GLP-1 Microdosing Chart: Semaglutide & Tirzepatide

Search for a "GLP-1 microdosing chart" and you'll find tidy tables of milligrams and weekly schedules for both **semaglutide** (Ozempic, Wegovy) and **tirzepatide** (Mounjaro, Zepbound), shared in forums, on social media, and in some compounding-pharmacy marketing. This page collects what those charts actually claim for each drug, places them next to the real FDA-approved dose ladders, and is honest about the part most of them skip: **there is no clinical trial of intentional GLP-1 microdosing, no recognized medical protocol for it, and the practice carries specific, documented risks.** What follows is a description of what people do — it is **not medical advice and not a recommendation to do it.**

We cover semaglutide and tirzepatide together here because the microdose logic, and the dangers, are nearly identical across the two. If you only care about tirzepatide, our tirzepatide-specific dose chart goes deeper on that drug alone.

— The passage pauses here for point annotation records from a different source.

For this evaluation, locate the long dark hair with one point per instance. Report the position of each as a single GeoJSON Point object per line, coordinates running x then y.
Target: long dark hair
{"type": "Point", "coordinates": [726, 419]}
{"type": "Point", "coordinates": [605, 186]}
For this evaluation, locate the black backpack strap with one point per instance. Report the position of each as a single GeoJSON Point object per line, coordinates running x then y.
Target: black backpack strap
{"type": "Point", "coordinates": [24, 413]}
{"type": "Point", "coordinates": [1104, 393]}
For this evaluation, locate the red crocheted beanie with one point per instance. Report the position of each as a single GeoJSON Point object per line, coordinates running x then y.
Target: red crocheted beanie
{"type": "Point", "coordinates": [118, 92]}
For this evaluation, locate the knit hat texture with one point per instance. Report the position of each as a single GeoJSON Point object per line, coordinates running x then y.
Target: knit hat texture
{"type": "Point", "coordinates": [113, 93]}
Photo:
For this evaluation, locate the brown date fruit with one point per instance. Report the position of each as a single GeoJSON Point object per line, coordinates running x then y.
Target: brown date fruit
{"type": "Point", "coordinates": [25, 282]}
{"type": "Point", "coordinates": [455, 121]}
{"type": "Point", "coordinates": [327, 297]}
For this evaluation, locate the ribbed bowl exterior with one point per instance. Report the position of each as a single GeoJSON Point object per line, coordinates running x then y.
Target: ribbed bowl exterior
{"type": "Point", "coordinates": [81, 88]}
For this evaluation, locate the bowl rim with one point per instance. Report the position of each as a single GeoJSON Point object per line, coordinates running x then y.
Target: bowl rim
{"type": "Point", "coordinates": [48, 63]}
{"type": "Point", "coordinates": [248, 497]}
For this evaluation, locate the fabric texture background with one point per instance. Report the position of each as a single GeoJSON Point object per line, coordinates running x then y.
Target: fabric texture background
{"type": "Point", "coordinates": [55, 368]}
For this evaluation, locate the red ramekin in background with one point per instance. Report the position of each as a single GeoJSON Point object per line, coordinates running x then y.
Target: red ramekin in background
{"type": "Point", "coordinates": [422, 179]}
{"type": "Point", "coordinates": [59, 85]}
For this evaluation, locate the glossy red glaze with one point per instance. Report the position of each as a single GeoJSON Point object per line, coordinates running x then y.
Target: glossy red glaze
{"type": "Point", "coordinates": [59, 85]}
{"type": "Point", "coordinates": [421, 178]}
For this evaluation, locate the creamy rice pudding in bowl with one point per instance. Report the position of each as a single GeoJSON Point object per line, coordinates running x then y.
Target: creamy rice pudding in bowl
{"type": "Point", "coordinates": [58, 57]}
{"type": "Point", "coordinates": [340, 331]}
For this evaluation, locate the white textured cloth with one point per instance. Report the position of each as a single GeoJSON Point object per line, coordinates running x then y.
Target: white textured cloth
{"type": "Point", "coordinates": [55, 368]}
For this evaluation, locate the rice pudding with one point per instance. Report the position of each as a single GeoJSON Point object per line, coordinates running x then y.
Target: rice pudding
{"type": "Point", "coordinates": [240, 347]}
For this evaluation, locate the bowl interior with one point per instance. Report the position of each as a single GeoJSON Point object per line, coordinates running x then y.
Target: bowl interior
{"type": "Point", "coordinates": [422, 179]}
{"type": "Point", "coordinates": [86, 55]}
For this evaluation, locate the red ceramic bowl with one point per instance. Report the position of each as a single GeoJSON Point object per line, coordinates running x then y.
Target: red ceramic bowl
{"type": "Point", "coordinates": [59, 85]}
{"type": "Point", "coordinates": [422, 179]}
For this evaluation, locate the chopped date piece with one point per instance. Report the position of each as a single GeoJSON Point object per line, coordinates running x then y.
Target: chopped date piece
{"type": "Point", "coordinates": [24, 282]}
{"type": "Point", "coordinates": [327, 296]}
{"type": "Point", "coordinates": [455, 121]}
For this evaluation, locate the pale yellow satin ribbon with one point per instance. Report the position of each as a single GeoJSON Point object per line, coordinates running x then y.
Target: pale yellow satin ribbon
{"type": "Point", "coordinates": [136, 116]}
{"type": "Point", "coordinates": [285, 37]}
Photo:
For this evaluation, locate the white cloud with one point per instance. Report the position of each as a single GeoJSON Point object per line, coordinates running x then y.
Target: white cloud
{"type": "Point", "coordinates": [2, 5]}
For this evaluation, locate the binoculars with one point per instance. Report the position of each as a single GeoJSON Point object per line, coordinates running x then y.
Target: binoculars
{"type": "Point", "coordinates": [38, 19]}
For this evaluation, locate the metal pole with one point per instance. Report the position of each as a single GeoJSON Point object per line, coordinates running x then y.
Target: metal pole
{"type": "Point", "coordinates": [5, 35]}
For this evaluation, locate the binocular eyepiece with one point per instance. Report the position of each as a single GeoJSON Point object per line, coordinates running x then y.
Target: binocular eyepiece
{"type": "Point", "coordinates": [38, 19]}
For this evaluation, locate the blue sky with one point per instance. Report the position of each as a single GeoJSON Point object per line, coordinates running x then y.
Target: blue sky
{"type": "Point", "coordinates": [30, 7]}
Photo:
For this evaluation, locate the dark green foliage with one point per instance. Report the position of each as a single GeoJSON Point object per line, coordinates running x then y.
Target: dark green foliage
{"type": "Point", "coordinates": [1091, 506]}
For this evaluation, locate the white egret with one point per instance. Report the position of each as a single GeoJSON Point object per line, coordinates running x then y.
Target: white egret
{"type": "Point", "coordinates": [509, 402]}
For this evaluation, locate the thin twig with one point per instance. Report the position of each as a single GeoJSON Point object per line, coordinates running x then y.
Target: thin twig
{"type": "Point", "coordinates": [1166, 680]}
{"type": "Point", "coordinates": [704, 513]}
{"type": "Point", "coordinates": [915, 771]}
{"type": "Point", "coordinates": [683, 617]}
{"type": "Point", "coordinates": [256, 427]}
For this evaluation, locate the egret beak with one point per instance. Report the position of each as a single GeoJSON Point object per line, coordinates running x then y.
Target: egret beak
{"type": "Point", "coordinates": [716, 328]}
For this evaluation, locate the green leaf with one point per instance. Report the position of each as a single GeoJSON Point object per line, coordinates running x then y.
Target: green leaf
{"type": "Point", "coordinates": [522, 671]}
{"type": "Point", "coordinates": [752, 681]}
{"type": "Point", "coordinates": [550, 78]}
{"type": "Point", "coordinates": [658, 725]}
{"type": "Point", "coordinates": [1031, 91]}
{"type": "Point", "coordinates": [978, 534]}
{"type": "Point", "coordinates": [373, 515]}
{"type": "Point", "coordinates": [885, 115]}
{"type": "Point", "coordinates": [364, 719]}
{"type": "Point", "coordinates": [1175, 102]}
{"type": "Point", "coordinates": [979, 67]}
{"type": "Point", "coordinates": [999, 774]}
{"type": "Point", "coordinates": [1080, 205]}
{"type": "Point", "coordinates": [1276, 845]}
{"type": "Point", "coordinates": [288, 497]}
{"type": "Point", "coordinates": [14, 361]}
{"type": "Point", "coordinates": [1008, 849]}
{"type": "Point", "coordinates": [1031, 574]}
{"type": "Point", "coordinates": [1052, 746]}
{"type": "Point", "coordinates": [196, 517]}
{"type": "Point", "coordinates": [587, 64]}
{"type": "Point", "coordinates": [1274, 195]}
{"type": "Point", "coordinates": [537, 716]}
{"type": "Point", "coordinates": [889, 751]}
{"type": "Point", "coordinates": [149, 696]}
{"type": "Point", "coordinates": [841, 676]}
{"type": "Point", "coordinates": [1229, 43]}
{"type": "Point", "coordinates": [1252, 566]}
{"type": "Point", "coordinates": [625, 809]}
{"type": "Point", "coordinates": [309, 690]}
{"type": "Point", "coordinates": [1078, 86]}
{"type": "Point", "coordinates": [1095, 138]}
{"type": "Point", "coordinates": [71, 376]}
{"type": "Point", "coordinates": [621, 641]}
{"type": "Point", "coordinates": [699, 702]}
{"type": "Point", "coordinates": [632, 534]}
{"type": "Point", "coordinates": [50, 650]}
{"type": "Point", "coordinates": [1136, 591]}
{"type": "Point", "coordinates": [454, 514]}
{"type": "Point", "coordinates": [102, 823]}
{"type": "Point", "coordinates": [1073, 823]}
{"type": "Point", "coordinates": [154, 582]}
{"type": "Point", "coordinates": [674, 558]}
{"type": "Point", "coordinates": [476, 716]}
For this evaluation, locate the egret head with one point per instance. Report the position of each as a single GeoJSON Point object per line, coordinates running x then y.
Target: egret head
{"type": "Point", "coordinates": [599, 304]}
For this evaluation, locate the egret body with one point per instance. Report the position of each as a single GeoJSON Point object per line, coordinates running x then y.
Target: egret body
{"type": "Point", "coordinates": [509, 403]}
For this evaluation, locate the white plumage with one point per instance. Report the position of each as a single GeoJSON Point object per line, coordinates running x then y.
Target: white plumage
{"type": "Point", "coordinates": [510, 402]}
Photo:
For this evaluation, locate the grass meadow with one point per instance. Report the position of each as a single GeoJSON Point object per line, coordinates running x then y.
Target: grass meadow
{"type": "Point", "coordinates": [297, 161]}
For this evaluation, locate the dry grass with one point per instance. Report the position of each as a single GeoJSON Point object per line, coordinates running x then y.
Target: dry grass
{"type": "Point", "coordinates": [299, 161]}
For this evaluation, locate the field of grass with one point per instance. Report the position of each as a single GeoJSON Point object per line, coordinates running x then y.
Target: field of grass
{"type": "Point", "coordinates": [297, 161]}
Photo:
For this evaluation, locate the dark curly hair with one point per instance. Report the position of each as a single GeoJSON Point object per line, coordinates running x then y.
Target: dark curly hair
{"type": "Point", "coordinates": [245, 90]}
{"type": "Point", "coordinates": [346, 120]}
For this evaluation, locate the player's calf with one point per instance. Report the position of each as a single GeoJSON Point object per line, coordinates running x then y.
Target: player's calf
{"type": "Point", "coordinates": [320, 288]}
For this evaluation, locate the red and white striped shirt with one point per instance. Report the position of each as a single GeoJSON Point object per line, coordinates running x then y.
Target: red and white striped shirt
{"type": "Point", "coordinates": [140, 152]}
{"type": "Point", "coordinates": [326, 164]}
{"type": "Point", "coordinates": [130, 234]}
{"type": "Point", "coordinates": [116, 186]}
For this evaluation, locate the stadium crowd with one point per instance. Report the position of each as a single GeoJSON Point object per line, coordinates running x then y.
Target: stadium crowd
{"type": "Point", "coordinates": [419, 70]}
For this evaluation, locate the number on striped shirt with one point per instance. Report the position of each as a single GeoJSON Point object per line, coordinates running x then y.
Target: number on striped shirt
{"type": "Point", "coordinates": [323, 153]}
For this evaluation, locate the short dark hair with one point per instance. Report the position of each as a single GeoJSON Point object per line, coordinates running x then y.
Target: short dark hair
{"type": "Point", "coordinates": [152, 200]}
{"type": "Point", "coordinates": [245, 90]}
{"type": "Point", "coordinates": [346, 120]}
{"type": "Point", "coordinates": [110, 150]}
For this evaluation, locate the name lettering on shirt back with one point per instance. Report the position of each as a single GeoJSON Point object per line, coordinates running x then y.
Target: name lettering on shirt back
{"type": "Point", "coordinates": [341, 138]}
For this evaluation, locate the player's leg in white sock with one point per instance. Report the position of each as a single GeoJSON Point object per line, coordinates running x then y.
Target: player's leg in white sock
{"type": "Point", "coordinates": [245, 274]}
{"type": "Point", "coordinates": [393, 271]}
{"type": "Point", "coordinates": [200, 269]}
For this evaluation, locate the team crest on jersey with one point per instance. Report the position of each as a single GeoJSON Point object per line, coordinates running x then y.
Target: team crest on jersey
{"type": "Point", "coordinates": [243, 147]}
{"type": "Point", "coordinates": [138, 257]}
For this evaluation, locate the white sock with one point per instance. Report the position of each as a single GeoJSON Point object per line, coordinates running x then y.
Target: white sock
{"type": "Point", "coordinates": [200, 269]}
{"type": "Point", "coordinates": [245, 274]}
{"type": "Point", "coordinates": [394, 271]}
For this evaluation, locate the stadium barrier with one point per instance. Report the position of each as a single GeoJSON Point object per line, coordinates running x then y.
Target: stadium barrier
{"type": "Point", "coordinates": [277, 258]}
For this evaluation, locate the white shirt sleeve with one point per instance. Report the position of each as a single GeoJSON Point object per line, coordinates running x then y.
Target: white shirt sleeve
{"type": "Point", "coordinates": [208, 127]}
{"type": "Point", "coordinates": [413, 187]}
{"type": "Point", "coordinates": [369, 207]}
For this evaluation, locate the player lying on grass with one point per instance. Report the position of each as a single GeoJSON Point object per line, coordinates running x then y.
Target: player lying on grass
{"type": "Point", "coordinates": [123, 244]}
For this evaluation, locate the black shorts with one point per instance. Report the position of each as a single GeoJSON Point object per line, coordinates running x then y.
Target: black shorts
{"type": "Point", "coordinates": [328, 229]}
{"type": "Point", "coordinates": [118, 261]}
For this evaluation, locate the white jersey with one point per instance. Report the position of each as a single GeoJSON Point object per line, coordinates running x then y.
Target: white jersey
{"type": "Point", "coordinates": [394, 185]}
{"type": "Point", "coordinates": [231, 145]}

First, what "microdose" even means here

There is no medical definition of a GLP-1 "microdose." In practice the word describes a self-selected amount **below the lowest FDA-approved starting dose** of one of these drugs — a rung the label never lists and no trial ever tested. Both semaglutide and tirzepatide are GLP-1 receptor agonists (tirzepatide also activates the GIP receptor), and both work largely by slowing gastric emptying and acting on central appetite circuits¹. The only clinical literature that addresses microdosing directly is **cautionary**: it describes a trend driven by patient anecdotes that surfaced amid GLP-1 compounding restrictions, and it warns specifically about dosing errors, pen manipulation, medication sharing, and unregulated sourcing⁷. So treat every chart below as *what people report doing*, not a validated regimen. The full evidence picture is in our pillar, microdosing GLP-1: what the evidence actually shows.

The only charts with evidence: the FDA dose ladders

Before any microdose scheme, it helps to know the real approved schedules — because every microdose chart is defined relative to them. Both drugs start low and step up slowly so the gut can adapt.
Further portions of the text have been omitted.